The Commerce Department said total retail sales dropped 1.2 percent,
the largest decline since September, after rising by an upwardly
revised 0.6 percent in April. Sales in April were previously reported
to have increased 0.4 percent.
Analysts polled by Reuters had forecast retail sales rising 0.2 percent last month.
Retail sales, which had risen for seven straight months, were up 6.9 percent compared to May last year.
U.S. stock index futures fell on the report, while Treasury debt prices rose. The U.S. dollar fell broadly.
“There’s no getting around the fact you saw some consumer retrenchment in the month of May. The number is going to call into question the strength of consumer spending for the second quarter,” said Kevin Flanagan, chief fixed income strategist at Morgan Stanley Smith Barney in Purchase, New York.
The decline in sales follows a report last week showing private businesses unexpectedly held back on hiring in May after expanding payrolls for two months, a trend which could undermine recovery from the worst recession since the 1930s.
Restoring the economy to health is a key priority for President Barack Obama and voter anguish over the slow pace of the recovery could inflict heavy losses on the Democratic Party in November’s Congressional elections.
Sales last month were dragged downed by a record 9.3 percent drop in receipts from building materials and garden equipment suppliers, which could reflect a drop in construction following the end of a popular homebuyer tax credit.
Motor vehicle and parts receipts also fell 1.7 percent, although dealers reported a rise in sales.
Excluding autos, sales fell 1.1 percent in May, the largest decline in 14 months, after rising 0.6 percent in April. Markets had expected sales excluding autos to gain 0.1 percent.
However, core retail sales — which exclude autos, gasoline and building materials — rose 0.1 percent after falling 0.2 percent in April. Core sales correspond most closely with the consumer spending component of the government’s gross domestic product report.

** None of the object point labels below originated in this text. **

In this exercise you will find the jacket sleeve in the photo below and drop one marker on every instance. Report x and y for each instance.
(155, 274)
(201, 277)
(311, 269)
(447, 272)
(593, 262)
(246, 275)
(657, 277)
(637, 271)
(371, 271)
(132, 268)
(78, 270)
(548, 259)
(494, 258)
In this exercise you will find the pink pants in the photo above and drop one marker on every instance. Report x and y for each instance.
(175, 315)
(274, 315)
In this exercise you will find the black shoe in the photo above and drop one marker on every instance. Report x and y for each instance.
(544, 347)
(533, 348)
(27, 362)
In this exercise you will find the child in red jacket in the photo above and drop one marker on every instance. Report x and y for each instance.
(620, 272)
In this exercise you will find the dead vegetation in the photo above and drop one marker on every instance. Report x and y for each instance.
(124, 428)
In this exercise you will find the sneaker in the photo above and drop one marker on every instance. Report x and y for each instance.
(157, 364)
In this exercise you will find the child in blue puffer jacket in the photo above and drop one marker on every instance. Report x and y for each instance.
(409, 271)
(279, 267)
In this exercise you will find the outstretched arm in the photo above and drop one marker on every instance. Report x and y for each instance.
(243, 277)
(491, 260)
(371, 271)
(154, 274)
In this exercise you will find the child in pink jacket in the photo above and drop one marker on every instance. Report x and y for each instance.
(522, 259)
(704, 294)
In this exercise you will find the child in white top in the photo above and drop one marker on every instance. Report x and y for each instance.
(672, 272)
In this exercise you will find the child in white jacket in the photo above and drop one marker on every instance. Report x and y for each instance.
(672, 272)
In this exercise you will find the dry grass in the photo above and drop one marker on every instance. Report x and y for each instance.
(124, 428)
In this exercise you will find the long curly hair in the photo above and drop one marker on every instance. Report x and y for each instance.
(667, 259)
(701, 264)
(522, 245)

Clothing and clothing accessories sales dropped 1.3 percent, while gasoline receipts fell 3.3 percent, the largest decline since March 2009.
There were a few bright spots in the report, with sales at sporting goods, hobby and book stores rising 0.4 percent in May after falling 1.3 percent in April.
Receipts at electronics and appliance stores increased 0.6 percent, reversing the prior month’s fall.